Termitomyces heimii Natarajan, Mycologia, 71(4): 853-855 (1979)
Description: The pellicle of the pileus peels off. Partial veil membranous, at first covering whole surface of the pileus and the stipe, then broken into tough squamules and forming a persistent double annulus on the upper part of the stipe; of narrow hyphae, parallel and perpendicular to the surface of the pileus and the stipe. Sporophores are growing on sandy soil in groups or on the shaded ground in association with termite’s nests (Figure 2).
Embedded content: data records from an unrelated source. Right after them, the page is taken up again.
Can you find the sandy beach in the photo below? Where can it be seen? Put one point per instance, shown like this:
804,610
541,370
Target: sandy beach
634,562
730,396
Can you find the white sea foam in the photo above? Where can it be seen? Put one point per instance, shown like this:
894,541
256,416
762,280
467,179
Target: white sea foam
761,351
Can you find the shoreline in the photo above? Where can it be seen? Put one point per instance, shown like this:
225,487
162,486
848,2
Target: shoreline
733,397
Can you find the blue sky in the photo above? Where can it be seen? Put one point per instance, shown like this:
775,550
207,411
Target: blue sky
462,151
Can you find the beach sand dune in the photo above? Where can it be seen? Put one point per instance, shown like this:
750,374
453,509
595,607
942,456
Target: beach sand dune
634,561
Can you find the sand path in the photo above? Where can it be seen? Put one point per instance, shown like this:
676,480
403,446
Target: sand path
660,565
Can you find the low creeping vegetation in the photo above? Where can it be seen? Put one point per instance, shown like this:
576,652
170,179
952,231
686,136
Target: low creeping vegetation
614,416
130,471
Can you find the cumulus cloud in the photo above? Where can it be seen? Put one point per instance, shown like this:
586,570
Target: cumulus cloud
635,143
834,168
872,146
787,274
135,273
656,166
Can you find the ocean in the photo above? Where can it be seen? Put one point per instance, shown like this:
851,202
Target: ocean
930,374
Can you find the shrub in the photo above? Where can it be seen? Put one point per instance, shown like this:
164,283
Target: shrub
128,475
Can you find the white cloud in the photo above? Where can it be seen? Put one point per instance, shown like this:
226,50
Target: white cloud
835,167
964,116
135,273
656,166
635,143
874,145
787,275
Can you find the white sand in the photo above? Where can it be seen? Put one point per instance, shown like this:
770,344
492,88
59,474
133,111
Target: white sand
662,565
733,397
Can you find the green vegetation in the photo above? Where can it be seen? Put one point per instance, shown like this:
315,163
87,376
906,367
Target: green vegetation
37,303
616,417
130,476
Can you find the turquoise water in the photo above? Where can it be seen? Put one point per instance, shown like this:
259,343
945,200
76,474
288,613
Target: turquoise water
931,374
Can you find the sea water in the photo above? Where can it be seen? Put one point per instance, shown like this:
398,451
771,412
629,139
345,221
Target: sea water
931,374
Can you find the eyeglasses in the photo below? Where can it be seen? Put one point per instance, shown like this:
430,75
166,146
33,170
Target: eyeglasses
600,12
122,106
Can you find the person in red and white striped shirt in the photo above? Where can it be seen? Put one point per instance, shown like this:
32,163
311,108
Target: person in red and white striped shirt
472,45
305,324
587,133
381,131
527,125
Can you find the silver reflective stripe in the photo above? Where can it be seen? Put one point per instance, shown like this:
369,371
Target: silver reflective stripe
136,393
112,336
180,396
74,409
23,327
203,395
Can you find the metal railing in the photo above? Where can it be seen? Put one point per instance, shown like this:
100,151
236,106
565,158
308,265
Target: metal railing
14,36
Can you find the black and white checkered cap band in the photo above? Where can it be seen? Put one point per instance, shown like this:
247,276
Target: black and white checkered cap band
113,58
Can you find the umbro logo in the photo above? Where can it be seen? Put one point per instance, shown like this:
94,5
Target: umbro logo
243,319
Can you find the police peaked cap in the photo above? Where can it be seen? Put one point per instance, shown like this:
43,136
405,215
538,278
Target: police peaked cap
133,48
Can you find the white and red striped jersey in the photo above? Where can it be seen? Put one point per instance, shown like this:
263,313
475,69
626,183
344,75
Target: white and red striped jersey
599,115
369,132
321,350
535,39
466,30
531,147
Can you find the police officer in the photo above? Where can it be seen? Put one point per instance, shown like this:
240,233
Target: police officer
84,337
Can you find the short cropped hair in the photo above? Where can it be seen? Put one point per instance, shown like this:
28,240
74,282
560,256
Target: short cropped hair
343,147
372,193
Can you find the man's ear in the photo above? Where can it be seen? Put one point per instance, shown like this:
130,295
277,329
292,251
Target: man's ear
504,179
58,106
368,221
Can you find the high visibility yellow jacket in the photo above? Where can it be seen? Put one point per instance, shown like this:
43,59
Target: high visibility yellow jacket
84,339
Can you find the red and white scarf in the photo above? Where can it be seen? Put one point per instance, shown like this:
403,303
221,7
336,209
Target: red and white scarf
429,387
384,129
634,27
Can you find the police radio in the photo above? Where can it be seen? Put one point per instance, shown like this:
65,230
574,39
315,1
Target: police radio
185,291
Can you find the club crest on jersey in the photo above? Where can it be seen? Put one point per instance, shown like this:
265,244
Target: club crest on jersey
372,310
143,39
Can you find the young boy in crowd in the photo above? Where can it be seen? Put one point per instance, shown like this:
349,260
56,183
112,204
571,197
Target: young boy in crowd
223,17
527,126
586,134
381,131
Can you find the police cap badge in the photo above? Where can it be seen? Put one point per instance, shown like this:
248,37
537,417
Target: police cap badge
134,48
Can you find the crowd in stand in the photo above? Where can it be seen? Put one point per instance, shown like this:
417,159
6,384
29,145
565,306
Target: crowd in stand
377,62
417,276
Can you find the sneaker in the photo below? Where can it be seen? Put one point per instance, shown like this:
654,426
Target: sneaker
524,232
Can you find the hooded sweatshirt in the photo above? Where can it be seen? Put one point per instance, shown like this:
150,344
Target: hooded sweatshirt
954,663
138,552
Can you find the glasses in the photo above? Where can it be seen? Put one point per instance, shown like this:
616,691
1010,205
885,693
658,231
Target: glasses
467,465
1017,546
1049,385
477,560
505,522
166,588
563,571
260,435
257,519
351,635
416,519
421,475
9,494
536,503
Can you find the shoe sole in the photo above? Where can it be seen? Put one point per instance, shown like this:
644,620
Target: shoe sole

Pileus: Silky white, turns into the grey to brown-white-creamy in colour, Smooth, 7.5–9.0 cm in diameter, convex or campanulate at first, then expanding to plano-umbonate with a patch of veil at the apex, perforatorium obtuse (umbo); surface pale brown to dark brown at center. Whitish grey at the umbonal, margin incurved and cracking (the cap splits at a few places from margin); covered at first by a firm partial veil, which disrupts to form persistent velar squamules at maturity; margin radially striate, often splitting; pileal surface an epicutis consisting of thin walled, repent hyphae. Lamellae: Free, surface white to pinkish cream with age, margin serrulate. Stipe: 5.0 × 1.5 cm, central, cylindrical, bulges near the pileus and possess a thick ring, surface creamish white stuffed, and smooth above thick and white persistent annulus, with pale brownish velar squamules below; solid, fibrous. Pseudorrhiza: Significantly long, 60 × 1.7 cm, up to 15 cm below ground level, fleshy, pale-grey, hollow, terminated by a disk connected to the termite comb; leathery, surface cream in colour. Flesh: white, fleshy, soft; of inflated, hyaline, thin-walled, septed with clamp connection hyphae. Spore print: Brown to pinkish grey. Basidia: 16.5–18.5 × 7.5–9.5 µm, sub hyaline and thick-walled, clavate, with four sterigmata Basidiospores: 10.5–12.5 × 7.5–9.5 µm, ovoid to ellipsoid, thick walled, hyphae non-amyloid, smooth, sub hyaline. Cystidia: 34-36 × 19-21 µm. Cheilocystidia: Rarely, clavate to pyriform. Pleurocystidia: clavate, similar to cheilocystidia, rare. Hymenophoral trama: regular, hyaline, thin walled, parallel hyphae.
Habitat: On termite nests in tropical forests. Fruiting Season: July to August. Edibility: Edible.
Specimens Examined: It grows on termites nest soil, in Sal (Shorea robusta) forest; Altitude: 1505 m; Longitude: 80.65415° E; latitude: 27.97291° N; Aspect: 22° N/E; Slop: 20° S/W; Temperature: 21.9–33.5° C; Humidity: 76–87 %; pH: 5.5; Time: 9:17 am; Date: 18.07.2010. Collected by Aryal, H.P, Accession No. NHM TU 2-2-1669.
There are 32 species in the genus [3,27] and 22 species have been documented in India [39–43], 11 in China  and 20 in Thailand . They are distributed in Equatorial, Southern Africa, Madagascar, South Asia, and South East Asia including Nepal [5,22–28,31,46]. The taxonomic description and a survey of the literature [20,22–24,26,47–52], showed that T. fuliginosus, T. globulus and T. heimii are new additions to the macro fungal flora of Nepal.
We are indebted to Central Department of Botany, Tribhuvan University for providing the laboratory facilities. The research was financed by the co-ordination division, office of the Rector, Tribhuban University, Nepal, through the grant of Ph.D. scholar. One of the authors (Mr. Hari Prasad Aryal) acknowledges the Institute of Science and Technology for granting my study leave. The authors are thankful to Prof. N.S. Atri, Department of Botany, Panjabi University, India, for his valuable suggestion.